Monday, April 20, 2009

Should We Stay or Should We Go?

An ongoing debate on foreign policy concerns, regardless of the prognostications of pundits and politicians, is vital. A debate in the public forum that includes citizens, the military, regional experts and academics…..to forge coherent and smart directions for our foreign policy and national security. When those in the public eye speak of our moral duty..…..we must look at what our presence does to traditional Afghan culture and tribal governance. Does it enlighten them or does it cause upheaval that is ultimately damaging? We certainly have to face the reality that all peoples do not desire western liberal values, especially when accompanied by the barrel of a gun.

But this begs the question, what is our focus….and for what cost are we willing to pay for this presence? We have already failed Hartmann’s strategic principle of conservation of enemies. We are simultaneously fighting Al Qaeda, Lashkar e Tayyiba, Hizbi-i-Islami Gulbuddin, Tehreek-e-Nafaz-e-Shariat-e-Mohammadi, Tehrike Taliban Pakistan, and the Haqqani network. The vast majority of Americans can only name AQ or the ‘Taliban’ as our Afghani enemies, without coming close to understanding who it is we’re fighting or why. If a broad coalition government can be convened that would allow cross tribal support and suffrage; preserve the traditional social order of the Afghani tribes; with an influx of humanitarian, civil and agrarian aid…….maybe……Afghanistan will emerge eventually as a stable nation. As Bernard Fall points out, ‘A government that is losing to an insurgency is not being outfought…..it is being out governed.’ In many cases, the shadow judicial and civil system enacted by the ‘Taliban’ [usually of the Quetta Shura] are relied upon and trusted more than the representatives from Kabul.
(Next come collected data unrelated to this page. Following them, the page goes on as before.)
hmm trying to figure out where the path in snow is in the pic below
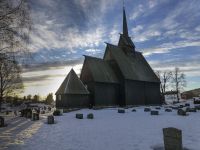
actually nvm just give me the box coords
[0,115,45,149]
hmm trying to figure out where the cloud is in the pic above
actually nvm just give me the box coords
[129,4,145,20]
[142,40,200,56]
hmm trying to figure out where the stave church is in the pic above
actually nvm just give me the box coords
[56,6,161,108]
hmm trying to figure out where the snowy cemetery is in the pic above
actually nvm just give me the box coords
[0,99,200,150]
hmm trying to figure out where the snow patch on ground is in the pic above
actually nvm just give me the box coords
[7,102,200,150]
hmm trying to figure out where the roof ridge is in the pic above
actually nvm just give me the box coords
[84,55,103,61]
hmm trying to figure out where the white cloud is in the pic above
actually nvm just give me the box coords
[195,25,200,32]
[131,24,161,42]
[108,24,120,44]
[142,40,200,56]
[29,22,106,53]
[129,4,144,20]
Al Qaeda and the 'Taliban' are not synonymous and do not represent an equal threat. That fact must be present in any coherent strategy. Thus far, it has not been.

We will absolutely not [in my estimation] win militarily. We fluctuate between tactical operations of persistent presence and repetitive raiding, which sows confusion in the people we're ostensibly trying help, not to mention our junior leaders who are still much better adapted to warcraft than statecraft. We have nowhere near the manpower to provide a sustained presence in the myriad of valleys that comprise Afghanistan, each with its own sense of sovereignty from Kabul, and it’s own varied relations with the fundamentalist groups that we are warring against. We have nowhere near the time to educate our forces on the intricacies of Pashtun honor, known as Pashtunwali; of how to conduct chai diplomacy with Baluch sardars [cheiftans]; or how to integrate Turkmen tribes into a confederacy, much less a central government. We have not even a fraction of people trained in the language, customs and social hierarchy of the Uzbeks, Turkmen, Pashtuns, Hazara, Tajik, Kirghiz, Kabuli, Baluch, and Jat tribes [among a dozen others].
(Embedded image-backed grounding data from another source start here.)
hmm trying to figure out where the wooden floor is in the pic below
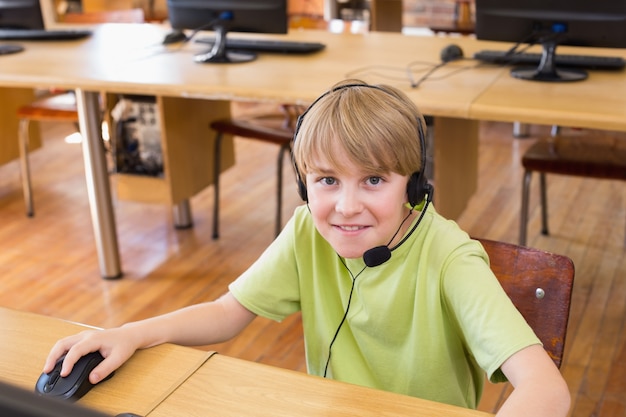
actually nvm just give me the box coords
[0,119,624,417]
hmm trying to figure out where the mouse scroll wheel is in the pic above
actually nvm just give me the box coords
[44,370,61,393]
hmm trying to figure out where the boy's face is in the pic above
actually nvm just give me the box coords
[305,147,412,260]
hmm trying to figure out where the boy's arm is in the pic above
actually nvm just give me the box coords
[496,344,571,417]
[133,292,255,347]
[43,292,255,384]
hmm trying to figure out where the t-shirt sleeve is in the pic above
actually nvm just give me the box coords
[228,208,305,322]
[441,239,541,383]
What is going to be the panacea in Afghanistan? A 'Sons of Iraq' approach will not work. The tribes and Qawm [social ties of solidarity] are such that it is said in the remote hills and valleys regarding the prevelant internecine warfare: 'me against my brother, but me and my brother against a stranger.' Though some tribes find it in their interest to work with the coalition [at least for now], many others do not. The former Afghan Interior Minister Ali Jalali recently wrote a book titled Afghan Guerrilla Warfare, in which he states: 'The collapse of the central government of Afghanistan or the destruction of its standing armies has never resulted in the defeat of the nation by an invader. The people, relying on their decentralized political, economic, and military potential have always taken over the resistance against the invaders.'

Coalition trainers at the Kabul Military Training Center as of 2007, were not even trained in or trained to teach counter-insurgency tactics to the Afghan National Army. The Afghan National Police still receives none. A counter-narcotics plan has yet to be integrated into a counter-terrorist and counter-insurgency strategy. To their credit, coalition commanders are starting to shift from an enemy-centric to a population centric approach…..but given that eight years have passed, how much longer do we expend our blood and treasure in this effort? What is it that we think we can accomplish in a nation [in a loose sense of the word] where empires before us have invaded, occupied and failed to transform?